The plaintiffs alleged DHS exceeded its authority in issuing the waivers, as well as various constitutional violations.
In a 101-page opinion, Curiel wrote that he “does not have serious constitutional doubts” about the immigration law allowing for such waivers, and that the DHS secretaries did not act “in excess of their delegated powers” in issuing them.
The judge noted in his Tuesday opinion that the border wall is the “subject of heated political debate,” but said the court “cannot and does not consider whether underlying decisions to construct the border barriers are politically wise or prudent.”
Curiel also quoted his “fellow Indiana native,” U.S. Supreme Court Chief Justice John Roberts, on handling cases “surrounded by political disagreement.”
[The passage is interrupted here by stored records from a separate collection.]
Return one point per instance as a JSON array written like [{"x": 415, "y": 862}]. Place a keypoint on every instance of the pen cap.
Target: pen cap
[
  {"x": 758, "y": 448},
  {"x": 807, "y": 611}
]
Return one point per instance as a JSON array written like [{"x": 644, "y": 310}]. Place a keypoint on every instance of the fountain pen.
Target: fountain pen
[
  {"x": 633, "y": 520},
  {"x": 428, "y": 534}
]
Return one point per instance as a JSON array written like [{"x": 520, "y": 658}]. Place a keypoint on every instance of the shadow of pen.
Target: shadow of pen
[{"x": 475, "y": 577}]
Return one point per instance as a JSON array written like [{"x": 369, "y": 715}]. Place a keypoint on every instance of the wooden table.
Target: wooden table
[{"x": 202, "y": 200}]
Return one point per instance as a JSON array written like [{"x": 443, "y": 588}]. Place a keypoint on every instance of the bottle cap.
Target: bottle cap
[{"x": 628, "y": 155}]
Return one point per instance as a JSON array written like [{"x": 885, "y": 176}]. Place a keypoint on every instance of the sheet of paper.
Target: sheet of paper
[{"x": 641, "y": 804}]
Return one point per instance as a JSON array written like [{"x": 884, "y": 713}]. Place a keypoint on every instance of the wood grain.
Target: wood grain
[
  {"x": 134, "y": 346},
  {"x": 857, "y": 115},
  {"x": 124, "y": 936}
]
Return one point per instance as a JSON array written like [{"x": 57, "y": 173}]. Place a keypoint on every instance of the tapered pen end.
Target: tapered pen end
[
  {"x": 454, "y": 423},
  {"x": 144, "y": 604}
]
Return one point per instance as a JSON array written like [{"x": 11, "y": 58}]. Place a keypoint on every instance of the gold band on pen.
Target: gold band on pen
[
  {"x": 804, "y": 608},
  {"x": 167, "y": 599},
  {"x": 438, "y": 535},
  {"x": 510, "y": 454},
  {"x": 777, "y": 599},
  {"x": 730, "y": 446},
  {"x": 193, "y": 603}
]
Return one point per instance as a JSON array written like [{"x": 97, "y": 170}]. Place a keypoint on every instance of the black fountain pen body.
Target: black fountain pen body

“Court[s] are vested with the authority to interpret the law; we possess neither the expertise nor the prerogative to make policy judgments,” Curiel wrote, quoting Roberts’ 2012 U.S. Supreme Court opinion upholding the Affordable Care Act. “Those decisions are entrusted to our nation’s elected leaders, who can be thrown out of office if the people disagree with them. It is not our job to protect the people from the consequences of their political choices.”
In a statement, U.S. Department of Justice spokesman Devin O’Malley said border security is “paramount” to stifling illegal immigration.
“Congress gave authority to the Department of Homeland Security to construct a border wall without delay to prevent illegal entry into the United States, and we are pleased DHS can continue this important work vital to our nation’s interests,” O’Malley said.
California Attorney General Xavier Becerra, who has filed more than two dozen lawsuits against the Trump administration, said in a statement that Trump’s wall is “medieval” and “does not belong in the 21st century.” The AG did not say yet if the state will appeal.
“We remain unwavering in our belief that the Trump administration is ignoring laws it doesn’t like in order to resuscitate a campaign talking point of building a wall on our southern border,” Becerra said. “We will evaluate all of our options and are prepared to do what is necessary to protect our people, our values and our economy from federal overreach.”